Recently, there has been significant progress in understanding the convergence and generalization properties of gradient-based methods for training overparameterized learning models. However, many aspects including the role of small random initialization and how the various parameters of the model are coupled during gradient-based updates to facilitate good generalization remain largely mysterious. A series of recent papers have begun to study this role for non-convex formulations of symmetric Positive Semi-Definite (PSD) matrix sensing problems which involve reconstructing a low-rank PSD matrix from a few linear measurements. The underlying symmetry/PSDness is crucial to existing convergence and generalization guarantees for this problem. In this paper, we study a general overparameterized low-rank matrix sensing problem where one wishes to reconstruct an asymmetric rectangular low-rank matrix from a few linear measurements. We prove that an overparameterized model trained via factorized gradient descent converges to the low-rank matrix generating the measurements. We show that in this setting, factorized gradient descent enjoys two implicit properties: (1) coupling of the trajectory of gradient descent where the factors are coupled in various ways throughout the gradient update trajectory and (2) an algorithmic regularization property where the iterates show a propensity towards low-rank models despite the overparameterized nature of the factorized model. These two implicit properties in turn allow us to show that the gradient descent trajectory from small random initialization moves towards solutions that are both globally optimal and generalize well.

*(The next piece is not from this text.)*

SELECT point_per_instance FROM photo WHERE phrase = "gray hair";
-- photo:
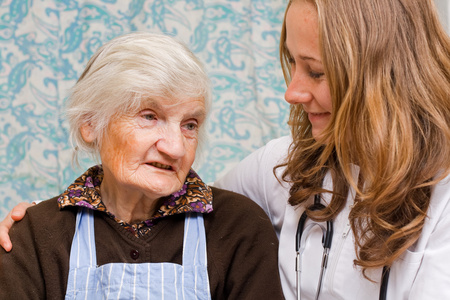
(123, 73)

翻译:隐式平衡和正则化:对超参数不对称矩阵感知的一般化和收敛保证
近年来,人们在理解过参数化学习模型的基于梯度方法的收敛和泛化性能方面取得了重大进展。然而,许多方面,包括小随机初始化的作用,以及模型的各个参数如何在梯度更新过程中耦合以促进良好的泛化,仍然是一个谜团。最近的一系列论文已经开始研究这个角色非凸的对称正半定(PSD)矩阵感测问题的公式,该问题涉及从少数线性测量中重建低秩PSD矩阵。底层的对称性和PSD性质对于现有的收敛和泛化保证至关重要。在本文中,我们研究了一个通用的超参数低秩矩阵感应问题,其中希望从少数线性测量中重构不对称的矩形低秩矩阵。我们证明了通过因子化梯度下降训练的超参数模型收敛于生成测量的低秩矩阵。我们展示了在这种设置中,因子化梯度下降具有两个隐含的属性:(1)梯度下降轨迹的耦合,其中因子在梯度更新轨迹中以各种方式耦合;(2)算法的正则化属性,其中迭代显示出对低秩模型的倾向,尽管因子化模型的超参数化性质。这两个隐含的属性反过来又允许我们显示,小的随机初始化的梯度下降轨迹朝着全局最优解和良好的泛化解移动。